The book has also been translated into foreign languages: into Russian (JS Annenkov, 1893 and 1907), into German ( Carl Vogl , 1923 and 1970) and into English (E. Molnár, 1947).

Remarks

  1. In the Middle Ages it was believed that Emperor Constantine had the Pope after his conversion to Christianity New Year's Eve the Papal States given and him and all his successors as ruler of all Christendom of the former Roman Empire recognized. The supposed deed of gift is a forgery.

literature

  • Peter Cheltschizki: The web of faith. Translated from Old Czech into German by Carl Vogl . Georg Olms Verlag, Hildesheim, New York 1970 (316 pages). With an introduction by Amedeo Molnár. With a preface by T. G. Masaryk .
  • Petr Chelčický: Youť viery . Ed .: Jaroslav Boubín. Historický Ústav AV ČR , Prague 2012, ISBN 978-80-7286-196-5 (Czech, 408 pages). [1]
  • Petr Chelčický: Síť víry . Ed .: František Šimek. Orbis Verlag, Prague 1950 (Czech, 323 pages, online [PDF; accessed on December 13, 2018]). Afterword by F. Šimek p. 313

Individual evidence

  1. a b c d German based on: Peter Cheltschizki: Das Netz des Glaubens. Translated from Old Czech into German by Carl Vogl . Georg Olms Verlag, Hildesheim, New York 1970 (316 pages).
  2. The Four Prague Articles in German translation in: Wegbereiter der Reformation . In: Gustav Adolf Benrath (Ed.): Classics of Protestantism, Volume 1 . Schünemann, Bremen 1967, p. 368-371 (544 pp.). online , accessed December 13, 2018
  3. Quoted from: Peter Cheltschizki: The network of faith. Translated from Old Czech into German by Carl Vogl . Georg Olms Verlag, Hildesheim, New York 1970, p. IX (316 pp.).
  4. Petr Chelčický: Sieť viery . Ed .: Pavel Severin.
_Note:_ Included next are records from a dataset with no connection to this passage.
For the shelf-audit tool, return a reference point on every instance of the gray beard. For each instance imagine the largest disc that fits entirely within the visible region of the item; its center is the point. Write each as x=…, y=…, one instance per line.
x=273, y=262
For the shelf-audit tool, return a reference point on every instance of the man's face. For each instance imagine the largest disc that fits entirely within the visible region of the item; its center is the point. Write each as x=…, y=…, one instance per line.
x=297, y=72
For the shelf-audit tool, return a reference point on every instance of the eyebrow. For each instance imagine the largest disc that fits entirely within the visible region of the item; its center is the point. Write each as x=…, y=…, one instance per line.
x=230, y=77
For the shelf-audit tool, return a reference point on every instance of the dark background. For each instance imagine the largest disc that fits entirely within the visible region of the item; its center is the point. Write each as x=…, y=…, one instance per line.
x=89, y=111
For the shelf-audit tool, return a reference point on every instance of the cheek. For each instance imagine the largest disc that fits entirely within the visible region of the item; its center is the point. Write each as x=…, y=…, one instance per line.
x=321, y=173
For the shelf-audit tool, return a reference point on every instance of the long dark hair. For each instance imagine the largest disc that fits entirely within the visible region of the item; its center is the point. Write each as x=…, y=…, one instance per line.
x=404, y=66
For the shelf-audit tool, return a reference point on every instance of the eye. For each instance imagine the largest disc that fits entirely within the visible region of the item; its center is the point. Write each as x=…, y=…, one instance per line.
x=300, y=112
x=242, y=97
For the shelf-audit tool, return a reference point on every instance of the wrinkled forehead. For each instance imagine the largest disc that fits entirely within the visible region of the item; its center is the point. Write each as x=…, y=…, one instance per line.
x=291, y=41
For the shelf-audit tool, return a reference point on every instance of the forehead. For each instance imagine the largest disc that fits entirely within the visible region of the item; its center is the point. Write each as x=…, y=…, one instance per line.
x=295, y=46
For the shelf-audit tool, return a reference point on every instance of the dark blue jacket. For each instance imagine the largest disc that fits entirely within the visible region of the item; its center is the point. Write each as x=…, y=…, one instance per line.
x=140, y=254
Praha 1521 (Czech, online [accessed December 13, 2018]).
  5. Petr Chelčický: Síť víry . Ed .: Emil Smetánka. Melantrich Verlag, Praha 1929 (Czech, online [accessed December 13, 2018]). digitized by CMS
  6. Petr Chelčický: Síť víry . Ed .: František Šimek. Orbis Verlag, Prague 1950 (Czech, 323 pages, online [PDF; accessed on December 13, 2018]). Afterword by F. Šimek p. 313
  7. Petr Chelčický: Sieť viery . Ed .: Jaroslav Boubín. Historický Ústav AV ČR, Prague 2012, ISBN 978-80-7286-196-5 (Czech, 408 pages).
  8. JS Annenkov: Sočiněnija Petra Chelčickago. I. Sěť věry. - II. Replica protiv Biskupca. Okončil po poručeniju Otdělenija russkago jazyka i slovesnosti IV Jagič . Sanktpetěrburg 1893.
  9. Peter Cheltschizki: The network of faith. Translated from Old Czech into German by Carl Vogl . Georg Olms Verlag, Hildesheim, New York 1970 (316 pages).
  10. ^ Enrico CS Molnár: A Study of Peter Chelčický's Life and a Translation from Czech of Part One of his Net of Faith. A Thesis Presented to the Faculty of the Department of Church History, Pacific School of Religion . Berkeley, California 1947 ( online [accessed December 13, 2018]).